“The banking, finance and insurance sector will hire 3 lakh this fiscal year”


India’s banking, financial services and insurance (BSFI) industry is quite optimistic about the outlook and is reportedly hiring at least three lakhs in the current fiscal year, unlike the “bare minimum” hiring observed during the year previous, industry observers said. .

Boom in activity

Interestingly, financial activities with the general public have increased dramatically over the past 15 months. For example, 1.44 crore of new demat accounts were added in FY21, compared to 0.48 crore in FY20, according to Motilal Oswal Financial Services.

“To meet this booming demand, the entire BFSI industry in the country is preparing. Many new jobs are being created in space, ”said Sudhir Dhar, Human Resources Manager at Motilal Oswal. “Brokerage firms alone are expected to hire over 35,000 people in subways in FY22,” he added.

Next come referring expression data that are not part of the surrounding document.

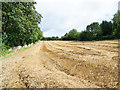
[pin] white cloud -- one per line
(60, 16)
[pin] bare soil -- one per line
(63, 64)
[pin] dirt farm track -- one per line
(63, 64)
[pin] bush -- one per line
(4, 49)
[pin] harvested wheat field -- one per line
(63, 64)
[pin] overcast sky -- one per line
(60, 16)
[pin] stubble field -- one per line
(63, 64)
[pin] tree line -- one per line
(95, 31)
(20, 23)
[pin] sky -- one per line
(61, 16)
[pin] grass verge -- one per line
(11, 53)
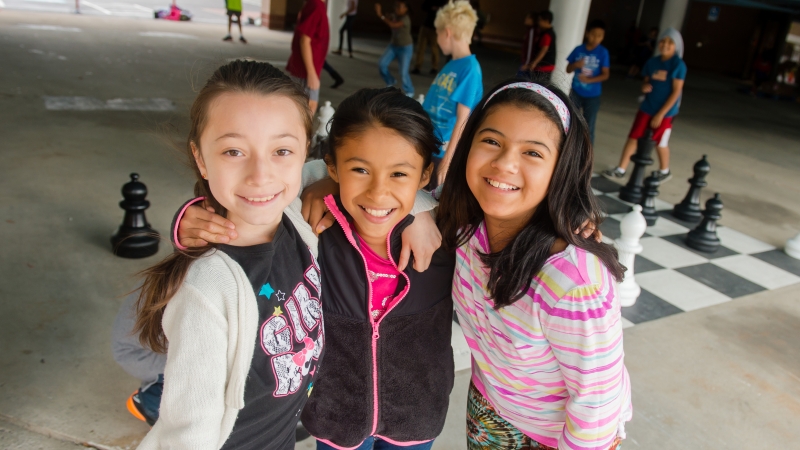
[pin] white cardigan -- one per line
(211, 325)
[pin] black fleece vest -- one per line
(413, 361)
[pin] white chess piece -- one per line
(631, 228)
(793, 247)
(325, 115)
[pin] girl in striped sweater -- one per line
(536, 301)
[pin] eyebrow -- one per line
(492, 130)
(364, 161)
(239, 136)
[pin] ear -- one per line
(426, 176)
(198, 159)
(331, 169)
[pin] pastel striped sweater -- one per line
(551, 363)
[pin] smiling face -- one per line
(252, 151)
(510, 164)
(379, 173)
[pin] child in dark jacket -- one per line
(386, 377)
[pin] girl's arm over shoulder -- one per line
(584, 329)
(193, 401)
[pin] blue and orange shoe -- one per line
(136, 409)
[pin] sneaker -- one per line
(662, 177)
(613, 174)
(136, 409)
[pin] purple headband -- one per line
(559, 105)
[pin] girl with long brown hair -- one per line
(243, 322)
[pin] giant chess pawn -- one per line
(134, 238)
(632, 227)
(793, 247)
(632, 192)
(651, 184)
(689, 208)
(704, 237)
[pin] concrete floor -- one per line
(723, 377)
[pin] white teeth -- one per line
(377, 212)
(260, 199)
(499, 185)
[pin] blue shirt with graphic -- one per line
(661, 75)
(594, 61)
(459, 81)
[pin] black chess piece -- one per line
(689, 208)
(648, 203)
(704, 237)
(632, 192)
(134, 238)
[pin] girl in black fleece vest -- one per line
(386, 377)
(388, 369)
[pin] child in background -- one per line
(243, 322)
(138, 361)
(309, 49)
(664, 76)
(388, 368)
(544, 63)
(590, 62)
(528, 44)
(400, 48)
(537, 302)
(234, 8)
(459, 85)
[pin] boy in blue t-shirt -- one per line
(664, 75)
(459, 86)
(591, 63)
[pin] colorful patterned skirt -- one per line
(486, 429)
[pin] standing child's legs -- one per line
(404, 59)
(383, 65)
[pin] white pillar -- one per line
(335, 10)
(631, 228)
(793, 247)
(672, 15)
(569, 23)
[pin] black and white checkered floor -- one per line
(676, 278)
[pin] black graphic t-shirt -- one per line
(286, 280)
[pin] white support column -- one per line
(672, 15)
(335, 10)
(569, 23)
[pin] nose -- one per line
(506, 161)
(260, 171)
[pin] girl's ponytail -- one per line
(163, 280)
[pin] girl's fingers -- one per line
(405, 254)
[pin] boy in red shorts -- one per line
(664, 75)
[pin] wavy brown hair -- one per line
(162, 281)
(569, 202)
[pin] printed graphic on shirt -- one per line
(278, 333)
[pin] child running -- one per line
(537, 303)
(664, 76)
(388, 368)
(243, 321)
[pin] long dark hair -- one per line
(163, 280)
(389, 108)
(568, 204)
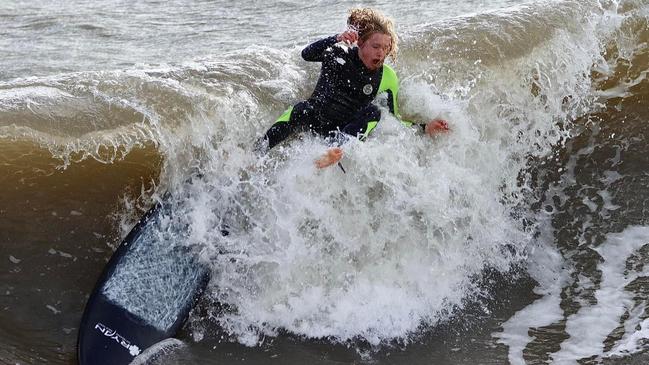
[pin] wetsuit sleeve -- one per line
(314, 52)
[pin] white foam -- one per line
(593, 323)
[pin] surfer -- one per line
(350, 78)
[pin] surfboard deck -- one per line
(144, 294)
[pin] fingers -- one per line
(332, 156)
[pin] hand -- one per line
(348, 36)
(332, 156)
(436, 126)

“The BSFI industry, in general, appears to be very optimistic about hiring and is expected to hire at least over 3 lakhs this fiscal year,” said BS Murthy, CEO of Leadership Capital, a CXO recruiting firm. “National and multinational banks, insurance companies, mutual funds, private equity, venture capital and angel investors and other types of financial services and advisory firms are in developing their staff base, ”he added.

Motilal Oswal said it would hire 3,500 brokerage agents, financial advisors, analysts, sales and marketing staff this fiscal year to bring its staff complement to nearly 12,000. The company said that by then it would have a strong IT team of 500 including testers, program managers, coders and data analysts. “We are hiring 3,500 graduates, MBAs and technicians,” said Mr. Dhar.

“This will also include over 600 people for our housing finance business as collection agents, relationship managers and sales staff,” he added.

As the BFSI sector was doing well, attrition was also on the rise. Attrition was over 30% in the financial advisers‘ job portfolios, human resources experts said.